When a processor fetches commands from the micro-op cache, Venkat’s team discovered that hackers might steal data.
“Imagine a hypothetical airport security scenario in which TSA allows you to enter without checking your boarding pass because (1) it is fast and effective, and (2) you will be checked for your boarding pass at the gate anyway,” Venkat explained.
A computer processor performs a similar function. It anticipates that the check will pass, allowing instructions to enter the pipeline.
“If the prediction is wrong, it would eventually throw those instructions out of the pipeline,” he said. “However, this could be too late because those instructions could leave side-effects while waiting in the pipeline that an attacker could later manipulate to infer secrets such as a password.”

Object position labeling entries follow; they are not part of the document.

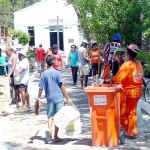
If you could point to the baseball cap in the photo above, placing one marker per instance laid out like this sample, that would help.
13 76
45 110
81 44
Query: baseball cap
133 47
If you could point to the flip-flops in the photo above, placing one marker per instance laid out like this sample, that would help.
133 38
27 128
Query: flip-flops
57 140
48 136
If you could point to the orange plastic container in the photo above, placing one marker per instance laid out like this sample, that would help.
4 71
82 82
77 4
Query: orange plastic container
104 101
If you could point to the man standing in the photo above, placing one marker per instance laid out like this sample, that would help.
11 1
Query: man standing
2 64
22 77
40 55
84 64
110 48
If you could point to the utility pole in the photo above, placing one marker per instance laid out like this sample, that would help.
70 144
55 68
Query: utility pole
58 32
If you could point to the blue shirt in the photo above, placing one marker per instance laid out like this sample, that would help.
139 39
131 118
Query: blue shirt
82 61
74 58
50 80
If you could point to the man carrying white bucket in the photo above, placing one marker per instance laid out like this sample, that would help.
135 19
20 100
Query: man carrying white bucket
51 82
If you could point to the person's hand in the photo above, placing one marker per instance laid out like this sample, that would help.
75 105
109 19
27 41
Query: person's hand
107 80
15 75
69 101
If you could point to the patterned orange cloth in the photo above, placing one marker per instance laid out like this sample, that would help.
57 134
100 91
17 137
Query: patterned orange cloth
130 76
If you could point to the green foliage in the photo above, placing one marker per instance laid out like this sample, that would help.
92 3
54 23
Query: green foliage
23 37
144 55
100 19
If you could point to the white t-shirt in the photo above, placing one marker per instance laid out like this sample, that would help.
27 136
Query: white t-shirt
23 78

All existing ‘Spectre’ protections are ineffective against Venkat’s team’s latest attacks because they shield the processor at a later stage of speculative execution.
The team discovered two variants of the attacks that can steal speculatively accessible data from Intel and AMD processors.
“Intel’s proposed Spectre protection, known as LFENCE,” Venkat explained, “places sensitive code in a waiting area before the security checks are completed, and only then is the sensitive code authorised to execute.”
“However, it turns out that the waiting area’s walls have ears, which our assault takes advantage of. We demonstrate how an intruder can use the micro-op cache as a hidden channel to smuggle secrets into it.” It would be even more difficult to patch this newly discovered flaw.
In the case of previous ‘Spectre’ attacks, developers devised a reasonably simple method of preventing any kind of attack without sacrificing significant computing performance.
“The difference with this assault is that you take a much higher performance penalty than you did with the previous attacks,” PhD student Logan Moody explained.
Venkat’s team has informed Intel and AMD’s product security teams about the flaw.
The highly competitive International Symposium on Computer Architecture, or ISCA, has accepted the team’s paper.